Verdaderamente la fe de José fue inmensa, a secas y falta de datos, aunque sospecho que mucho le ayudarías tú, María, Madre de la fe, a superar aquella prueba. No solo respetó la gravidez inaudita de una virgen, sino que colaboró poniendo todo lo que tenía a su servicio, y se jugó a su modo la vida por aquella noticia disparatada, extraña para los cánones humanos.
Desde que María dijo sí al ángel, la vida de Dios estaba aquí en el mundo de una forma nueva, humanizada, pero no fue efectiva hasta que José actuó recibiendo a María en su casa, marchando a Belén, su pueblo, partiendo hacia Egipto y volviendo a Israel, después de oír en sueños a su ángel.

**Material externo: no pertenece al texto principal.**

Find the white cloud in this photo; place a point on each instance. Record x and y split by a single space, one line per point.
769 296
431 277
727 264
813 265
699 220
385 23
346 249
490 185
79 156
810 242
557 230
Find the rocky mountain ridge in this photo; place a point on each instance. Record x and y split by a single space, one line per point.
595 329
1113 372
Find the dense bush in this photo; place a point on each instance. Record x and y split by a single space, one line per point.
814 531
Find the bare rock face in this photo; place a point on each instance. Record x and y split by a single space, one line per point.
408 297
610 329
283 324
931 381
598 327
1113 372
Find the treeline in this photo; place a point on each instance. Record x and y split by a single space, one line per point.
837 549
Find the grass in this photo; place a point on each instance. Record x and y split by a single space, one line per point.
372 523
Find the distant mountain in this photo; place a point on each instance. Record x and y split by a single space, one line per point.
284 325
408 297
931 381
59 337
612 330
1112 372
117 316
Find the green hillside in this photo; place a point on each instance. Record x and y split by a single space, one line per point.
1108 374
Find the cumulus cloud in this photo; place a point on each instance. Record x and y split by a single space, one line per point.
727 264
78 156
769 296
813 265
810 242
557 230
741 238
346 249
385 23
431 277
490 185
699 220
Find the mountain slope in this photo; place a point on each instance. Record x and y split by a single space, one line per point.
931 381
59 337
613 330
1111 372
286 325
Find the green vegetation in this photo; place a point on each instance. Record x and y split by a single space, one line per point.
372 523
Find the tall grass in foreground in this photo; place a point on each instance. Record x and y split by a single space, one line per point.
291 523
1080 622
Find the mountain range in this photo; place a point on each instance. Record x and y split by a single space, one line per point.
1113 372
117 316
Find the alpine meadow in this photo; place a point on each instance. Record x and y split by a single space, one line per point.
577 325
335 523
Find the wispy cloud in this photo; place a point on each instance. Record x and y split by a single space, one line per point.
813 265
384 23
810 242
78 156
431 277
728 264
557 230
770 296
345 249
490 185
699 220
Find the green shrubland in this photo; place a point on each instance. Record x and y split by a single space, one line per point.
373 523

No creo que haya un hombre más grande en la historia de la salvación. Los Apóstoles estuvieron tres años con Jesús, y José estuvo muchos más. Todos los santos han sido enseñados por el Maestro, y José enseñó al Niño que después fue Maestro. Todos dependemos de la Palabra de Dios, pero Dios quiso que su Palabra dependiera de José, para “crecer en sabiduría y gracia delante de Dios y de los hombres”.
la novedad
En Belén, sobre la oscuridad de aquella noche, la esperanza en la promesa de Dios a su pueblo se hizo nueva. Todo fue nuevo también para vosotros, que creíais en el Señor. Y lo sigue siendo para nosotros, los que estamos llamados por la fe a nacer como hijos de Dios. Quizás la aceptación de la novedad de Dios fue la enseñanza más grande que nos dejasteis aquella noche de Navidad. Nacer en Dios, nacer de Dios, conlleva una novedad que necesariamente hay que aceptar. Y lo nuevo se realiza a veces en soledad, oscuridad y aceptación de todas las circunstancias que Él manda, y que convierten su presencia naciente en una aventura que cambiará desde entonces la vida “normal” en la acomodación al mundo.
El pesebre de Belén es el mayor signo de la sorpresa que se haya descrito por el hombre, en la novedad que siempre conlleva la obra de Dios. Después de aquella presentación, toda la obra de Jesús será una novedad constante, hasta la gran contradicción novedosa de la cruz y la resurrección. ¡Dios naciendo en pobreza y muriendo en una cruz!
Ni cuenta nos damos a veces de tu cercanía, Jesús de Belén, ni de la importancia que conlleva el que tú, siendo dueño de todo, estés aquí esperando nuestra respuesta a la llamada eterna que sembró en cada uno el bautismo. Ni cuenta nos damos a veces de que en tu Navidad, no solo vienes tú, sino que vamos nosotros porque nos haces ir, porque nos llamas, y tu llamada es dinámica porque nos pone en camino.
María de Nazaret, y ahora María de Belén, que fuiste inmigrante en la tierra que había sido de tu esposo, aunque erais descendientes ambos de David, enséñanos a entender las contradicciones de nuestra vida, las diferencias entre lo que soñamos o prometemos, y las realidades sensibles cercanas, como hicisteis José y tú, que, con la gracia del Niño, supisteis entender las diferencias entre las palabras del ángel y la realidad inmediata, entre la esperanza de Israel y aquella humilde alegría ante un pesebre.